For me, a phone call was aborted because of the error (version 13.7.0).

[2016-01-19 21:51:48] WARNING[13710][C-0000003b]: taskprocessor.c:737 taskprocessor_push: The '1282acba-8062-4026-855c-559466685ca4' task processor queue reached 500 scheduled tasks.

By: yaron nahum (yaronna) 2016-01-26 03:50:58.410-0600

The memory leak occur after a week. It only happened on servers that had the ari module loaded.
attached memory summary after the leak. I have memory allocations output but it is too big to upload. if you need anything from it just specify what and I will look for it and attach it.

By: Joshua C. Colp (jcolp) 2016-01-26 07:54:35.387-0600

Anything from stasis_channels.c and json.c in it would be useful. Can you create a tarball with it so it is compressed?

By: yaron nahum (yaronna) 2016-01-28 01:28:34.280-0600

Zipped and uploaded it. Have Fun.

By: Rusty Newton (rnewton) 2016-01-31 09:42:48.010-0600

[~yaronna] have you found a simple way to reproduce this at a small scale?

Using your dialplan can you instruct us on a way to reproduce the issue with a few calls - where the issue will still be observable ?



By: yaron nahum (yaronna) 2016-02-02 04:09:14.058-0600

Sorry. I was not able to reproduce the issue on my lab.
It only occurs on my live servers. Sometimes it takes a few hours to reproduce it and sometimes several weeks. Seems to me related to a certain event the triggers this issue.
I can say that it only occurs when the ari modules are loaded. I have unloaded the ari modules on half of my servers and the problem never reproduced on these servers, while on the other half with ari modules it was reproduced several times.

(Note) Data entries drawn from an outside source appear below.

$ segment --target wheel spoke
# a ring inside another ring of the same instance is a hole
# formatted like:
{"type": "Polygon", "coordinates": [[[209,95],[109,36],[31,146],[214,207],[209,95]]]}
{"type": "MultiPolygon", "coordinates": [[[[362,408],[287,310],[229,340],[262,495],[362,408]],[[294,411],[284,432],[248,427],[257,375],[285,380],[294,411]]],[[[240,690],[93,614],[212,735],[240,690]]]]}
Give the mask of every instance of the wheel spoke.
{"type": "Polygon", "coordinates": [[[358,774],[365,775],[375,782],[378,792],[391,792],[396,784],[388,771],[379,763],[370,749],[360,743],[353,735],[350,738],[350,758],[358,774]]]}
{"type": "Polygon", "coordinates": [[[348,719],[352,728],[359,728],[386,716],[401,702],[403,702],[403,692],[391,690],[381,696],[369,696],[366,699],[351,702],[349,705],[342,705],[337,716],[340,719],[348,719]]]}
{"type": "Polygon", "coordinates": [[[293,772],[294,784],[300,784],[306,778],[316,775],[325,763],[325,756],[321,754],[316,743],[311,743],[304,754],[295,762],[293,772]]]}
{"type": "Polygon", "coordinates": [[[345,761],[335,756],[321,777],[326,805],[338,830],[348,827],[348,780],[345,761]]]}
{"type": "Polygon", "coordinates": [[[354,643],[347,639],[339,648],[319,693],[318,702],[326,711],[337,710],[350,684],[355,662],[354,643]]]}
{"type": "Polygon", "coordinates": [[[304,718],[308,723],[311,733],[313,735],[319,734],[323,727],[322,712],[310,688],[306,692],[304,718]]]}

By: yaron nahum (yaronna) 2016-02-03 01:43:56.897-0600

Yesterday we had a segmentation fault on one of our servers that were running with ari modules.
I am attaching it to this case. If you think it is not related and I will open a new issue.

By: Rusty Newton (rnewton) 2016-02-04 09:54:35.565-0600

You should attach the new backtrace as .txt so it can be easily accessed without downloading.

By: Corey Farrell (coreyfarrell) 2017-12-29 20:24:49.398-0600

Can you check if this issue still exists in a current version of Asterisk?  A large number of fixes have been made since this issue has been reported so it would be good to see if the issue remains.

The crash you had is fixed by ASTERISK-27340, currently that patch is only released in 13.19.0-rc1 or 15.2.0-rc1.  That patch is important to avoid crashes if you enable BETTER_BACKTRACES with MALLOC_DEBUG.

By: Richard Mudgett (rmudgett) 2017-12-30 09:49:35.947-0600

Specifically, many fixes involving blocked task processors have been made since you reported this issue.  In v13.8.0, task processors got meaningful names instead of UUIDs specifically to help with identifying deadlocked task processors as you have in [^sorcery-control_mem_leak.txt].